RETARDANTE DEL FUEGO
Drones y “Chivi-Fire”, la fórmula "made in Verín" para luchar contra los incendios
RETARDANTE DEL FUEGO
El producto químico conocido como “Chivi-Fire”, un líquido experimental y ecológico elaborado con materiales biodegradables, económicos y fáciles de adquirir, no para de despertar interés. Tras obtener el primer premio del IV festival científico CinVigo, ahora ha sido el Concello de Verín el que se ha fijado en esta innovación creada por un grupo de cinco alumnas de 1º de Bachillerato del Club de Ciencia del instituto Xesús Taboada Chivite.

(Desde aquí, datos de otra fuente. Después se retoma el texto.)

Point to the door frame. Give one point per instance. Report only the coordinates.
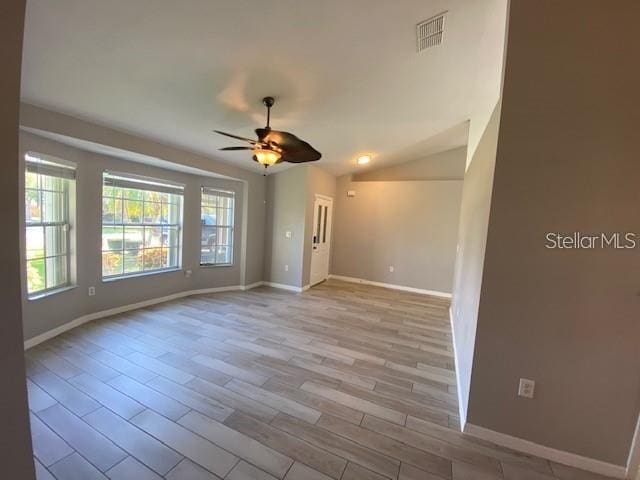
(329, 199)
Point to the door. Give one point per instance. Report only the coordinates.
(321, 239)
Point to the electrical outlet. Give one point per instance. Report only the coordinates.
(526, 388)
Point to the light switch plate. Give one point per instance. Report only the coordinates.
(526, 388)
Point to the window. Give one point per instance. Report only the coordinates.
(49, 192)
(216, 235)
(141, 225)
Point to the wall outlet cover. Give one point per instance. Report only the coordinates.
(526, 388)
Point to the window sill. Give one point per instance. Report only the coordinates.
(48, 293)
(140, 274)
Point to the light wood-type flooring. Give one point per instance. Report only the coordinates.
(343, 382)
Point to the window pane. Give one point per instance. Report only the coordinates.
(132, 261)
(171, 236)
(55, 240)
(53, 206)
(33, 208)
(111, 210)
(216, 217)
(209, 236)
(225, 217)
(225, 202)
(56, 271)
(31, 180)
(222, 255)
(152, 212)
(35, 275)
(155, 196)
(174, 213)
(35, 242)
(153, 237)
(171, 257)
(224, 236)
(140, 242)
(132, 194)
(133, 238)
(55, 184)
(111, 263)
(208, 216)
(208, 256)
(132, 211)
(153, 258)
(113, 238)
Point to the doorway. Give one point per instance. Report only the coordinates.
(321, 240)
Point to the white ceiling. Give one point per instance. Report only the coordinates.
(345, 73)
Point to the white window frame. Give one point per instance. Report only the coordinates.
(218, 192)
(140, 183)
(43, 165)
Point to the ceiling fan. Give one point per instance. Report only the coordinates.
(273, 146)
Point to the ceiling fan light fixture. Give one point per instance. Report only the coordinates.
(266, 157)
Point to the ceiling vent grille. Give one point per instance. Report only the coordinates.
(430, 32)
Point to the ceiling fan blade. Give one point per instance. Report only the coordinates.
(253, 142)
(292, 148)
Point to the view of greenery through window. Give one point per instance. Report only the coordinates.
(216, 216)
(47, 228)
(140, 230)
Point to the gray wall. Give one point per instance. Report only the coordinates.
(446, 165)
(15, 438)
(46, 313)
(60, 124)
(412, 225)
(323, 183)
(286, 210)
(472, 236)
(567, 160)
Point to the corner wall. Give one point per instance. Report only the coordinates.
(567, 161)
(16, 456)
(471, 243)
(410, 225)
(286, 210)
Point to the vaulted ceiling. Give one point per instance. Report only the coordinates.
(345, 73)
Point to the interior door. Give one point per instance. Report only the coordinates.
(322, 211)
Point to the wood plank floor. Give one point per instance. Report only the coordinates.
(343, 382)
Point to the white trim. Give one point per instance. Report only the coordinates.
(461, 412)
(283, 286)
(633, 461)
(558, 456)
(43, 337)
(422, 291)
(252, 285)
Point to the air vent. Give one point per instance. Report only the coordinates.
(429, 33)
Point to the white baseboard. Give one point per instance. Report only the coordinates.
(283, 286)
(461, 412)
(558, 456)
(43, 337)
(422, 291)
(252, 285)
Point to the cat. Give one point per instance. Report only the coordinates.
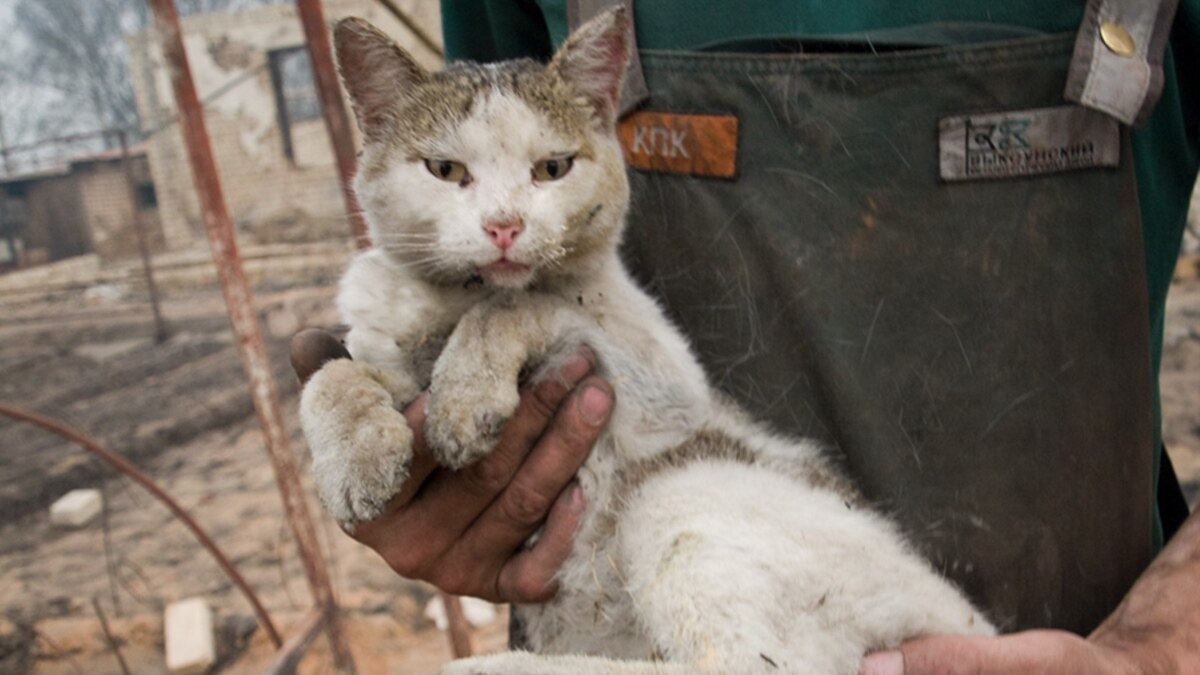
(496, 196)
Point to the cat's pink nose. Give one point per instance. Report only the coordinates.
(504, 232)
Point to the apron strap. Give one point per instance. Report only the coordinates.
(1117, 65)
(634, 91)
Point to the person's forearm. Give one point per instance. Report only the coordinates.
(1159, 619)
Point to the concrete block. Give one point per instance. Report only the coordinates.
(77, 508)
(191, 643)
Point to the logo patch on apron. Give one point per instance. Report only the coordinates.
(676, 143)
(1026, 143)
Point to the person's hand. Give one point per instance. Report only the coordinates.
(1033, 652)
(465, 531)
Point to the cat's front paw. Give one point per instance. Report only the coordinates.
(463, 423)
(361, 444)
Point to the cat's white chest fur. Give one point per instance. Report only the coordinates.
(496, 196)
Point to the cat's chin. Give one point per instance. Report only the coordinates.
(507, 274)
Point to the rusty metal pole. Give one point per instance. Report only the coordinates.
(333, 107)
(124, 465)
(245, 324)
(139, 228)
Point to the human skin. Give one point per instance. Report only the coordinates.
(1155, 631)
(463, 532)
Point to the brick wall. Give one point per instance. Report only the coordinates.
(109, 209)
(271, 197)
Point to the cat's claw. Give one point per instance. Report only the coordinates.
(361, 444)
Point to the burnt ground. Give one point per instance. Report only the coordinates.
(180, 410)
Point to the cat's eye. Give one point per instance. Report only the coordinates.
(552, 168)
(447, 169)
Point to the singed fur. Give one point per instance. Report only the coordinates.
(709, 544)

El plan municipal, que busca equipar dispositivos de observación aérea con el “Chivi-Fire” para prevenir incendios, fue toda una “sorpresa” para las estudiantes, que conocieron los detalles durante la recepción institucional en el Concello que les brindó el alcalde, Gerardo Seoane, y el teniente de alcalde, Diego Lourenzo, para felicitarlas por su galardón en Vigo. Los representantes les explicaron su intención de aprovechar el retardante eficaz que han creado, capaz de sofocar las llamas mejor y más rápidamente que el agua, con el fin de combatir los focos de incendios.
Así, el invento escolar saltará de las aulas a la aplicación práctica, formando parte de un sistema integral de vigilancia e intervención temprana en el que también jugarán un papel importante una serie de “globos cautivos”. Una vez localizado el fuego, entrarían en acción medios no tripulados dotados con depósitos cargados con “Chivi-Fire”, que permitiría contener la propagación inicial de las llamas y ganar un tiempo vital hasta la llegada de los servicios de extinción convencionales.
Las creadoras del líquido ignífugo, Alba Estévez, Doaa Garçan, Eva Alonso, Laura López y Lucía Álvarez, están “pletóricas” por la aceptación que está teniendo su invento. Garçan explica que la idea surgió durante una entrevista con Cristóbal Medeiros, de la BRIF Laza, en el marco de su proyecto para este curso, “Incendios forestais: antes, durante e despois do lume”. A raíz de ello, su profesor Pablo Blanco les pidió que desarrollaran una fórmula, para la que optaron por sales como el “fosfato monoamónico, que para la reacción química del fuego”.
Tras dar con la tecla con la composición, solo faltaba la parte más importante de todo proceso científico: experimentar y poner a prueba su invención. Las cinco estudiantes fueron calibrando distintas concentraciones y comprobando la capacidad del “Chivi-Fire” aplicándolo sobre cartón y poliestireno, para después atacarlo directamente con el fuego de un soplete. Las pruebas demostraron que el material tratado resiste el calor intenso sin llegar a arder o retrasando notablemente la aparición de las llamas en comparación con las muestras no protegidas
Además del “Chivi-Fire”, las alumnas también han desarrollado una app para priorizar los desbroces en el monte y las “Chivi-Seeds”, biocápsulas con semillas para reforestar el terreno quemado. Pablo Blanco, quien se muestra "orgulloso" con sus pupilas, tan solo pide “prudencia” mientras buscan formas para hacer que sus inventos ayuden lo máximo posible.